Lettuce Shortage Caused by Unexpected Weather Comes to an End

Yuma agricultural fields during the season

Yuma, Arizona provides the majority of winter leafy greens in the U.S. and Salinas, California grows those same crops in the summer.  When harvest periods in the two areas don’t align, it can create a lettuce shortage—like the one that just ended.  For the Arizona Science Desk, Maya Springhawk Robnett reports…

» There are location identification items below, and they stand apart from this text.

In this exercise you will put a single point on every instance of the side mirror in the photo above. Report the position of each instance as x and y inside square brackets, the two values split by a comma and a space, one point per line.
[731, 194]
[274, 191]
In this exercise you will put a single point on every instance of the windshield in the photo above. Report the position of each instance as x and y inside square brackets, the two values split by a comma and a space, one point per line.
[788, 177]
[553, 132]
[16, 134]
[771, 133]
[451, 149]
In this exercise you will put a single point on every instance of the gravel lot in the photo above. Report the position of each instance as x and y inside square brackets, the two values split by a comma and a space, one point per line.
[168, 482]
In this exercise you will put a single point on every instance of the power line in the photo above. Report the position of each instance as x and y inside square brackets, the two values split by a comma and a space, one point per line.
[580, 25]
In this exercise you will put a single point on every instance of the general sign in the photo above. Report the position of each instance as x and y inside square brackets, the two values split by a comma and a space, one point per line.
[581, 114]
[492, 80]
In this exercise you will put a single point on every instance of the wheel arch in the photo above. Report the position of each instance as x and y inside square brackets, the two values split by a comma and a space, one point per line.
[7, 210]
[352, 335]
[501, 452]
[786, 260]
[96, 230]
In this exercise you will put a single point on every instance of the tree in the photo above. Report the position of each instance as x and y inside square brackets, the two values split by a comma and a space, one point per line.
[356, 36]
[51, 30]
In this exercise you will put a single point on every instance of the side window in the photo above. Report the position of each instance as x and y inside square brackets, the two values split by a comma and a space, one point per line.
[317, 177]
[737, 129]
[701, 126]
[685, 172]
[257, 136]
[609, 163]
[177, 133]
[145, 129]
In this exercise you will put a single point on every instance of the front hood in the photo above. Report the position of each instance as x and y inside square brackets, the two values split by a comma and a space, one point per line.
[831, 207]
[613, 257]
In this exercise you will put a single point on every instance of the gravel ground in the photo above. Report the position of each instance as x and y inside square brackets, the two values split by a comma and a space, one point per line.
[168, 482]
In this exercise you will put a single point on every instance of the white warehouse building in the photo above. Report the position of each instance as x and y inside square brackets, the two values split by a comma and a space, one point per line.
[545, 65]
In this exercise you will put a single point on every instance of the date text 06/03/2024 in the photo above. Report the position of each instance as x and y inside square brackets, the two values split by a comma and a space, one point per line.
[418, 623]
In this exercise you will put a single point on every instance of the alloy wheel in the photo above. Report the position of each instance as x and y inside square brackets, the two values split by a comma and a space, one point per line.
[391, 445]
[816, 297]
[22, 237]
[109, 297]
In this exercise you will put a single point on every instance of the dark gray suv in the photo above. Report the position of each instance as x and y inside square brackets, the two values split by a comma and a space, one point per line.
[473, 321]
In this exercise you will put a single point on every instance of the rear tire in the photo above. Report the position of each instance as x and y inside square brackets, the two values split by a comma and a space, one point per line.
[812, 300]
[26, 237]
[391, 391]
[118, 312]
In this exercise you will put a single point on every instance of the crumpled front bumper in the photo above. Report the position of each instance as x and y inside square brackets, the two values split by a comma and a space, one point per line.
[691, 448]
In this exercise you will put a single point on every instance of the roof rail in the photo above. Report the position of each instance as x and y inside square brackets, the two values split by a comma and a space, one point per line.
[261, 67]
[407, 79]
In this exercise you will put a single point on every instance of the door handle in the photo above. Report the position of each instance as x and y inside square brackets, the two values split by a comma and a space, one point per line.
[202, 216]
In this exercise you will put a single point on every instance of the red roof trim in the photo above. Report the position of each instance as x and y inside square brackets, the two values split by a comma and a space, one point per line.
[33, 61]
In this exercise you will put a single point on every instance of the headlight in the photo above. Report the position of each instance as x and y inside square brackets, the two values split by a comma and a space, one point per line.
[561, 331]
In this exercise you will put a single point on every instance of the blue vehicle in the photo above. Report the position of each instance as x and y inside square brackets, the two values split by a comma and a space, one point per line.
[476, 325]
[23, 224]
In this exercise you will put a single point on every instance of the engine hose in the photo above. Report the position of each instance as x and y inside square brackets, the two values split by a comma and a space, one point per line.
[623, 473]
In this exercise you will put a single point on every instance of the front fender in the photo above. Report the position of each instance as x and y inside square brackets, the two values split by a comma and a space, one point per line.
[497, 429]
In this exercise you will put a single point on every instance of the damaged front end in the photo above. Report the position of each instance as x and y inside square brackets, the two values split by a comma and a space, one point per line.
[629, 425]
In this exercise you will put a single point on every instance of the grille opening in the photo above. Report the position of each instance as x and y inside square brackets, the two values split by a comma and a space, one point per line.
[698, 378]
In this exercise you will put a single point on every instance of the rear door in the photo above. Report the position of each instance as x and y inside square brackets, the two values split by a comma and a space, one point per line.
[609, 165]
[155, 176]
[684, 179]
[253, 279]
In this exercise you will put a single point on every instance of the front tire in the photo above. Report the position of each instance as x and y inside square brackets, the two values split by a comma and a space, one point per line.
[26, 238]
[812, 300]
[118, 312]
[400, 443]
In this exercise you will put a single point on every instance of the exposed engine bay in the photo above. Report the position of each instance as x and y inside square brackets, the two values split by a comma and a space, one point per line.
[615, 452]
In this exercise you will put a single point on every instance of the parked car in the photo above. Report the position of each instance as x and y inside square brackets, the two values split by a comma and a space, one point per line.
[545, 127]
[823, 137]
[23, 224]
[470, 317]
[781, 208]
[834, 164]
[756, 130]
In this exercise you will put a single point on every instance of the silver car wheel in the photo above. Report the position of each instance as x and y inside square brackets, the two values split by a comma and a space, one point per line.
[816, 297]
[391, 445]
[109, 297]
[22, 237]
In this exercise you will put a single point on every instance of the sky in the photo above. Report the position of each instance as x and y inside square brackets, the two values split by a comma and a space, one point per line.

The shortage began in mid-March.  Due to record rainfall in California, Salinas growers had to plant later than usual.  And due to unexpected heat in Arizona, Yuma growers had to harvest earlier.  This created a gap in the supply, driving up lettuce prices in some areas of the country.

"It was a double whammy."

The severe shortage has virtually come to an end, according to Paul Brierley, Executive Director of the Yuma Center of Excellence for Desert Agriculture.  Brierley said growers can’t always foresee these kinds of problems. “The weather’s something that nobody can predict and it definitely was a weather-related—it was a double whammy weather-related thing of us being warm and then them getting all that rain.”

The Center hopes to prevent future  shortages by working to extend the Yuma lettuce growing season to start earlier and end later—which would bridge potential harvesting gaps between Yuma and Salinas.